One of the most valuable diagnostic tools in orthodontics are radiographs. The two most important radiographs indicated for an accurate orthodontic diagnosis are orthopantomogram and lateral cephalometric radiograph.
The orthopantomogram, also known as a dental panoramic tomogram, is a critical diagnostic tool, as it shows upper and lower arches with surrounding structures (Figure 3.34). This type of extraoral radiograph is commonly taken prior to treatment to aid in accurate diagnosis and at the end of treatment to ensure that the crown and root positioning are ideal. This radiograph must be examined in a systematic approach, working from one side to the other assessing:
- the position and size of the permanent and primary teeth
- tooth development (dental age)
- missing (hypodontia) and extra (hyperdontia) teeth
- alveolar bone density and height
- root inclinations
- impacted or ectopic teeth
- presence of pathology.
The cephalostat is an x‐ray machine invented after the First World War by B. Holly Broadbent to take cephalometric radiographs (Mitchell, 2001). This type of radiograph allows an assessment of the growth, balance and harmony of the dentofacial structures in various planes. Indications of lateral cephalometric radiographs and the different analyses are discussed briefly in this section. The objective of this section is to create a better understanding of the anatomical landmarks on lateral cephalometric radiographs and how it can aid an orthodontic diagnosis. However, as mentioned previously orthodontic diagnosis is solely the scope of an orthodontist.
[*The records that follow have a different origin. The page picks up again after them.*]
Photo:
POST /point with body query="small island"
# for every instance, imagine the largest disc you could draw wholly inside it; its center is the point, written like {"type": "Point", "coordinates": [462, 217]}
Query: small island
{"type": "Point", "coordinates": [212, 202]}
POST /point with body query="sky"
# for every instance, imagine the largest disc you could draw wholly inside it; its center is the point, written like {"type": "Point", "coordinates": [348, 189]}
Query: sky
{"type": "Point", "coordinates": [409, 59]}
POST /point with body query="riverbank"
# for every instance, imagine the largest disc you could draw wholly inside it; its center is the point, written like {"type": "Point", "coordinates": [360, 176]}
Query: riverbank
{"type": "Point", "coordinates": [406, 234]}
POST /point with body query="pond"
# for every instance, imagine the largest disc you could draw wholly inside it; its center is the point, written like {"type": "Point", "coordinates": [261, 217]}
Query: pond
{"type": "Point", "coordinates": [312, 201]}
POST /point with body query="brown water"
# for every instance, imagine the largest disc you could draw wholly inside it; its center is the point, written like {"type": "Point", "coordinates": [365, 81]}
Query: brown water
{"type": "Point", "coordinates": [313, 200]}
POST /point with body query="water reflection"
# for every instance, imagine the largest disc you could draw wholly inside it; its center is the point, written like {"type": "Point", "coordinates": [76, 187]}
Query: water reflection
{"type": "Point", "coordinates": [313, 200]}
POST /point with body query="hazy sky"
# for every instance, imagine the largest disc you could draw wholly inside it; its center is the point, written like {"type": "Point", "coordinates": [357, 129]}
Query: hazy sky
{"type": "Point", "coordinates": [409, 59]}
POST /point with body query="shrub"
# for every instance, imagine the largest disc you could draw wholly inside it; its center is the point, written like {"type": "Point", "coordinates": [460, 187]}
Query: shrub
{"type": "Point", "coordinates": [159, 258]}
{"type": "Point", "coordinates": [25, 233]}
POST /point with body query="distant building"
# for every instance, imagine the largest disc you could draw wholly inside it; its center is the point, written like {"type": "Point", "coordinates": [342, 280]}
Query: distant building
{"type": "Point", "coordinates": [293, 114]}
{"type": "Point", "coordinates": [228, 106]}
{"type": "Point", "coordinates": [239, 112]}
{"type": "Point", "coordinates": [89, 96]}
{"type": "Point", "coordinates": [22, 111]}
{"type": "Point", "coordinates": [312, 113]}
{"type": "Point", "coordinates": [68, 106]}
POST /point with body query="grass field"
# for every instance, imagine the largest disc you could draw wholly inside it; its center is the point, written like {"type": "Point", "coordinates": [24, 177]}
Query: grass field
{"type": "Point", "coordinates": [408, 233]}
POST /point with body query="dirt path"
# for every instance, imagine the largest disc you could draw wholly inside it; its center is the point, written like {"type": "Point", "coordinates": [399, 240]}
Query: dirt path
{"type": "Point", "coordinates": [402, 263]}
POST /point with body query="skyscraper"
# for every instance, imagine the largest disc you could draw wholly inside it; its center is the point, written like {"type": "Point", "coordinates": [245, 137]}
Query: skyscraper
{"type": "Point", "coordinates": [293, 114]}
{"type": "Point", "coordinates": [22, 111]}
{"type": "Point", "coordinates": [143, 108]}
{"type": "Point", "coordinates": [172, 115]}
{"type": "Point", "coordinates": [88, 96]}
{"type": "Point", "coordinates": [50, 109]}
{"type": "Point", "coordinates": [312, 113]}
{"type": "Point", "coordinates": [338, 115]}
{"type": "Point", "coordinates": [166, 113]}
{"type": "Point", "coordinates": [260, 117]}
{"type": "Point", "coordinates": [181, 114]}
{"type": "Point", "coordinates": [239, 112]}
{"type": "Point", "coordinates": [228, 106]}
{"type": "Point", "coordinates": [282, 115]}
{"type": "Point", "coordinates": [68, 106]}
This type of radiograph is not indicated for every orthodontic patient; however, it provides a valuable baseline record, particularly in patients with severe overjet. Lateral cephalometric radiographs at various stages of treatment allow a better assessment of the progress of treatment over time. It is important to examine airway patency, root length and any pathology on the radiograph prior to analysis of the skeletal discrepancies. Anatomical points and planes are used in the analysis (Figures 3.35, 3.36, 3.37 and Table 3.3). The relationship between the anatomical landmarks and points aid a radiographic diagnosis of any discrepancies.